Entre hueco y hueco de la rutina surgen las palabras. No les pongo freno, más bien me desbordo entre páginas.
La más mínima precaución
La mínima precaución,
la más elemental,
consiste en la pluma encima.
Por si un arrebato sincero,
un fogonazo inspirador,
un chispazo repentino
surgiese a mi paso
y se llevase los silencios
de la acera que transito.
Que los borrase de mapa
como si no existieran
y fuese la última vez
que tuviese un papel
temblando bajo las manos.
Que aparecieran de pronto
las ganas de construir
en un autobús de vuelta
de un trayecto que,
en otros momentos,
hubiese significado
solo cansancio.
Que la más mínima precaución
se materialice en mi caso
y que recuerde,
meses de fuego después,
el latido de algo vivo
luchando por abrirse camino
al ritmo del sangrado
de mi inseparable pluma.
La más mínima precaución,
por si surgiese la oportunidad
de alcanzar a mi silencio
antes de que se persone
y se siente a mi lado
en lo que queda de trayecto.
Signifique lo que signifique, he vuelto.
He conseguido algún que otro día seguido de empuñar la pluma mientras que otros he sido incapaz. Pero al menos siento, pienso, me veo escribiendo, me imagino haciéndolo y me apetece a todas horas. Como si me estuviera recuperando por fin.

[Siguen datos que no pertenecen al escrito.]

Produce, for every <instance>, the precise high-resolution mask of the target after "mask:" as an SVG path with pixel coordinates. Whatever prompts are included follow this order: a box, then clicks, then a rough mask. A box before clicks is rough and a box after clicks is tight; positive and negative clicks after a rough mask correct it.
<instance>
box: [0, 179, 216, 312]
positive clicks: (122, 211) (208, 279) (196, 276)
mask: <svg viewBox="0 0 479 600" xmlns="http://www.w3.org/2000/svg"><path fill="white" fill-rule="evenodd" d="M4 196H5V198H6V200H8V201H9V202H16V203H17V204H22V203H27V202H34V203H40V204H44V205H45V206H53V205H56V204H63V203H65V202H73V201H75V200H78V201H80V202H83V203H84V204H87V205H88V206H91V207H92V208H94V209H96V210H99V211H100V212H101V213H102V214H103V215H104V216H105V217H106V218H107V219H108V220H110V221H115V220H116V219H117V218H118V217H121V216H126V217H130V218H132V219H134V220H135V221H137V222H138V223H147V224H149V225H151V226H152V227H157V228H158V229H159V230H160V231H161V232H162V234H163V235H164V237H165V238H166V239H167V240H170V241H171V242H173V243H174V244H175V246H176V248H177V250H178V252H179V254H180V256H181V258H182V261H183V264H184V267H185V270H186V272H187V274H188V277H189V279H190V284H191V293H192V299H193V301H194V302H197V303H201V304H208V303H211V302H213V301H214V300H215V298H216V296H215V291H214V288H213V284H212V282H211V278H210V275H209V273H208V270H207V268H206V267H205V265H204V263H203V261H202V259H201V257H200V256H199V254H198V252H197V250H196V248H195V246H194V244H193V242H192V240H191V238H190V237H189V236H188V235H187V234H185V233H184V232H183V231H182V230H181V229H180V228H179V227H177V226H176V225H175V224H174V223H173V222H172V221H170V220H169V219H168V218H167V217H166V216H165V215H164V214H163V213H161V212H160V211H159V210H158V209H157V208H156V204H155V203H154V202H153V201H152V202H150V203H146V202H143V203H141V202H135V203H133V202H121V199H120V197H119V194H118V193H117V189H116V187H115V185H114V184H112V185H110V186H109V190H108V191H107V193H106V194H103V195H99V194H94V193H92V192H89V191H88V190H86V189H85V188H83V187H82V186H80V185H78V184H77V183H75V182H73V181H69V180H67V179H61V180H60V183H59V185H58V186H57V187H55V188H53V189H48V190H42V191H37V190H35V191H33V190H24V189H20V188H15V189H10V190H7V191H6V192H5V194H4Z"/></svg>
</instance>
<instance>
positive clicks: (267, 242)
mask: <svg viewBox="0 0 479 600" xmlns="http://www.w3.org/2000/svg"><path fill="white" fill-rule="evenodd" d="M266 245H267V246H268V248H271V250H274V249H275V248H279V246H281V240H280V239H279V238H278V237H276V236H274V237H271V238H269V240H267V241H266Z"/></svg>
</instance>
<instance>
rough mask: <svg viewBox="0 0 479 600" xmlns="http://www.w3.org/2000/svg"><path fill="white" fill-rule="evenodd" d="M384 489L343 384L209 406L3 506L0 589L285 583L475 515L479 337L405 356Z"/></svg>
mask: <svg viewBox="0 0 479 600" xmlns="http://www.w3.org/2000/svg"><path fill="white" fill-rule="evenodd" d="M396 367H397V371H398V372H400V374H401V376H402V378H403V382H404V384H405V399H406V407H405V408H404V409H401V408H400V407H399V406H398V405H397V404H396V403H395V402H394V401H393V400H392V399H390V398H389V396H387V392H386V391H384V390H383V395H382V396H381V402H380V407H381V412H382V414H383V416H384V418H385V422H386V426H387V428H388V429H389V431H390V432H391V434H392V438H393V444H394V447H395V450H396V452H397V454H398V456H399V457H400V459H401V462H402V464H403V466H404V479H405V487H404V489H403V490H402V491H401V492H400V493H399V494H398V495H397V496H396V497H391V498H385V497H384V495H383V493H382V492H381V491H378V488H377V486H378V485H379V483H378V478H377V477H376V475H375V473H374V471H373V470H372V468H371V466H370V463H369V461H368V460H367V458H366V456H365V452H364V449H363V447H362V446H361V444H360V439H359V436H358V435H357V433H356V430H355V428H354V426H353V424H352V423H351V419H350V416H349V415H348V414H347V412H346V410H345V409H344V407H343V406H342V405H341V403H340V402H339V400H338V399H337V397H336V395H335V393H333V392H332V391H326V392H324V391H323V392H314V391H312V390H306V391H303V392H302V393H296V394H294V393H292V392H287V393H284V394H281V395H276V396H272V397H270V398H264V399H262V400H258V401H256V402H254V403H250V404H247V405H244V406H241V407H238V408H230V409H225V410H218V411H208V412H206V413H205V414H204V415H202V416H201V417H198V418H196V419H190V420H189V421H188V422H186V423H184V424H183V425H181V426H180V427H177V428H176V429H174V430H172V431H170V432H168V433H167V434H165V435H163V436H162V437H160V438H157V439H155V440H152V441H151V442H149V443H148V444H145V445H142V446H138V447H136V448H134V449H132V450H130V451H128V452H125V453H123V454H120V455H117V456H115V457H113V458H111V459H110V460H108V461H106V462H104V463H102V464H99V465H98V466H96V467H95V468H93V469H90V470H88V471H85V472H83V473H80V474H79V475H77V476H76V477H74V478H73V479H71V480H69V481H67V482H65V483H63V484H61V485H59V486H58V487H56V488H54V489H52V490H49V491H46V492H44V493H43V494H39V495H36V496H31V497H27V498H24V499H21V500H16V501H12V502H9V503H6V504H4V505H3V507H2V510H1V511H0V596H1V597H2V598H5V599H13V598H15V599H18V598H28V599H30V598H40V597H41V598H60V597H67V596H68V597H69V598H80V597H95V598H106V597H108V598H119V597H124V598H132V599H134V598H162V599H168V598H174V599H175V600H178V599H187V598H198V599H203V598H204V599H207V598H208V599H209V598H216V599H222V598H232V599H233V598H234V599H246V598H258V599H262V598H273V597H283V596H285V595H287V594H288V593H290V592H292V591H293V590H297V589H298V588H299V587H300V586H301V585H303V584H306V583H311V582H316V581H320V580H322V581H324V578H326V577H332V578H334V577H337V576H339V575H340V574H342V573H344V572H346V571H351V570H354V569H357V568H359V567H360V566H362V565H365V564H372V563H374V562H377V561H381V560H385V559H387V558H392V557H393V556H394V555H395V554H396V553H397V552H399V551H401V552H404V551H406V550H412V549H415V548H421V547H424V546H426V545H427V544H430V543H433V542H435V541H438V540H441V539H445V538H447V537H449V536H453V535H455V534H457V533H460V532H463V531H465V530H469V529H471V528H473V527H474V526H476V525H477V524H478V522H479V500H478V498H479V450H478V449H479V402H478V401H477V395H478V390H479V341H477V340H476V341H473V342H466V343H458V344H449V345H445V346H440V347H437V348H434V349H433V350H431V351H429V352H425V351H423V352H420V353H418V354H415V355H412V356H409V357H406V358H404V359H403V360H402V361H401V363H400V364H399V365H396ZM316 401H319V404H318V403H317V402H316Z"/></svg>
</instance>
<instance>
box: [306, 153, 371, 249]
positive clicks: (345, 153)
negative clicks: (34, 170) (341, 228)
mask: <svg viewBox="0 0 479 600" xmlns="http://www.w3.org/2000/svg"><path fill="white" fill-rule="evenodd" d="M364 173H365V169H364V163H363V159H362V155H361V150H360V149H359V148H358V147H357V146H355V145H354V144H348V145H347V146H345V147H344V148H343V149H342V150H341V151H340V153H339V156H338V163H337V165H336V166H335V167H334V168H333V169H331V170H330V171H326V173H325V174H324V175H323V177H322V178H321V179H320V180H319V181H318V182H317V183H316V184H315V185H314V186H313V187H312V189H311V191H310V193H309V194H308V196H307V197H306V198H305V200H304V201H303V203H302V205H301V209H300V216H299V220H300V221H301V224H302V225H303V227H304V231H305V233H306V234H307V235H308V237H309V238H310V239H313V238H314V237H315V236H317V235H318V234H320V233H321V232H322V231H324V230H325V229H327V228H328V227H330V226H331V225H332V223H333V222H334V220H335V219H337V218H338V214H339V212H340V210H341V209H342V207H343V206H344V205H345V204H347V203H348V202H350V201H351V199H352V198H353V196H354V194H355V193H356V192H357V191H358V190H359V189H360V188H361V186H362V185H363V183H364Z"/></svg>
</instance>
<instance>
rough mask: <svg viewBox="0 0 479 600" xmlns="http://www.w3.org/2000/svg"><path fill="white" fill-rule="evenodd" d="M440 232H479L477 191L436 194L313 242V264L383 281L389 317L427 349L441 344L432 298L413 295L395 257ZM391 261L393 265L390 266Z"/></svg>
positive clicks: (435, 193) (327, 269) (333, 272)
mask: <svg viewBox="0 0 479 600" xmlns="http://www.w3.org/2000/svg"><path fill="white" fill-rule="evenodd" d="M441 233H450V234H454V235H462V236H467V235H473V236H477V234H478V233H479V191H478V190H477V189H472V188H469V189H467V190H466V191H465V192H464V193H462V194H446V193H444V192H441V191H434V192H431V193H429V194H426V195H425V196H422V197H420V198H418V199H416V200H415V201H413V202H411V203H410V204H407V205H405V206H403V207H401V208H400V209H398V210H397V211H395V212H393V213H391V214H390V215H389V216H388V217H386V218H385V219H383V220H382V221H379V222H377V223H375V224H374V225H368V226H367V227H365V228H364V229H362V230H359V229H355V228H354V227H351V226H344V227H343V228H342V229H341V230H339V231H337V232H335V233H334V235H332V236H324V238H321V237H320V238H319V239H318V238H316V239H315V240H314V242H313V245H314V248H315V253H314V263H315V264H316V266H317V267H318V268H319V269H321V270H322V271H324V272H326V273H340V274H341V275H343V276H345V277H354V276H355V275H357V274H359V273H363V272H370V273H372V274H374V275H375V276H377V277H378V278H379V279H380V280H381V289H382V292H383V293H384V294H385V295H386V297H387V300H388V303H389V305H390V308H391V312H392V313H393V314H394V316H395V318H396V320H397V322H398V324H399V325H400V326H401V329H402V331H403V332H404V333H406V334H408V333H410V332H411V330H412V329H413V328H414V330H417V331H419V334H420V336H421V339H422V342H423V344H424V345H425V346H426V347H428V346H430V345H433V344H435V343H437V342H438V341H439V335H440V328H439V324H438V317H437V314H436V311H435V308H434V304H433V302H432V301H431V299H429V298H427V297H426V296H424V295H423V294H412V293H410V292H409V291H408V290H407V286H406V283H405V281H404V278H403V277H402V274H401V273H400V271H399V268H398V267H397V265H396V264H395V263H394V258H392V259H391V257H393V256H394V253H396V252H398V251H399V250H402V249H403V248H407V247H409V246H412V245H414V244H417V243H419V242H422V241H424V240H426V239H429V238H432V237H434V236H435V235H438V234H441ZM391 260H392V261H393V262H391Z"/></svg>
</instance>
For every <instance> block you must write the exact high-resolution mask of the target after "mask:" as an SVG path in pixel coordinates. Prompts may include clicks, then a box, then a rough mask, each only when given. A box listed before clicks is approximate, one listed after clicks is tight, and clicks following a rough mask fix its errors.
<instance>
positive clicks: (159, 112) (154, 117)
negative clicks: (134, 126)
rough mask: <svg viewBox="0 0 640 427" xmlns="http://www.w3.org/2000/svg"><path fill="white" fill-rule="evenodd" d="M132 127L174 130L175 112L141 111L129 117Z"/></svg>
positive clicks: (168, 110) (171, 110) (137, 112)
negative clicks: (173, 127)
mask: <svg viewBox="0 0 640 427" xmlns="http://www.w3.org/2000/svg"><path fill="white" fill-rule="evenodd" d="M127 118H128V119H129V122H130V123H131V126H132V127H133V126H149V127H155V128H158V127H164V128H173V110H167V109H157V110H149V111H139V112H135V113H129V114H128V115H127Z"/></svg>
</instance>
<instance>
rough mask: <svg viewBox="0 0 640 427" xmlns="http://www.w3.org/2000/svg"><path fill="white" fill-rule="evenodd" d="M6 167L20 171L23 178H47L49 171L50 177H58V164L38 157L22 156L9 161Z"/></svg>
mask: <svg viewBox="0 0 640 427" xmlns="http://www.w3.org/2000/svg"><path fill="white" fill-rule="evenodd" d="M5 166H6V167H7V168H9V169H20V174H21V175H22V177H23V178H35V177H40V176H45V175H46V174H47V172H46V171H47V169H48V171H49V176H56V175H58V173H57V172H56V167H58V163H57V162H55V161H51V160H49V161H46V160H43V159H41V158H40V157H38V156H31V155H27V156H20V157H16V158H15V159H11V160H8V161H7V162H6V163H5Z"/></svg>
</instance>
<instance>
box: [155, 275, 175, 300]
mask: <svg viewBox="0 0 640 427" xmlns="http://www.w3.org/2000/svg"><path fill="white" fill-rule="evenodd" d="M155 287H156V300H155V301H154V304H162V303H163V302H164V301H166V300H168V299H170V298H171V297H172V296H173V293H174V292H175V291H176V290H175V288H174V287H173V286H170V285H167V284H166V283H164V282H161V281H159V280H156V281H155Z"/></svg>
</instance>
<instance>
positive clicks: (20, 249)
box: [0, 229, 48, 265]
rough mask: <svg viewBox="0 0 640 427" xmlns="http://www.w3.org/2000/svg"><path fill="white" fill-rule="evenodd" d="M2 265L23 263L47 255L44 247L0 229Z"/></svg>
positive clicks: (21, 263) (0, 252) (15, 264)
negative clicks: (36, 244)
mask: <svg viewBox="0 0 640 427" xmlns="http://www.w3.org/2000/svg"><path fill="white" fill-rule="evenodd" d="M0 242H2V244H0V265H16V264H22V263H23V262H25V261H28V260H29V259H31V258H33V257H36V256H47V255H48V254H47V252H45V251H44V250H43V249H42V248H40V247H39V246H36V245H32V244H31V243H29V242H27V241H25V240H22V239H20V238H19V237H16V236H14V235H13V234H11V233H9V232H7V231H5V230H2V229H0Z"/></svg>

Y se me hace completamente extraño. Tanto tiempo alejada de lo que más me gusta me hace sentirme alguien desconocido asomándose al cuaderno. Tratar de ver el fondo, cuando a veces ni siquiera me acerco a la superficie.
Pero que sigan surgiendo estos momentos. Que sigan asomando así, casi inesperados, con esa urgente necesidad de dejarlo todo para plasmarlo. Aunque la mayoría jamás salgan de las páginas que siempre me acompañan las considero interesante: pueden ser los gérmenes de futuras ideas o, lo más probable, fragmentos de mí misma con los que entenderme y progresar. No solo en lo escrito, también en el día a día.
La más mínima precaución, en mi caso, es la más básica de todas.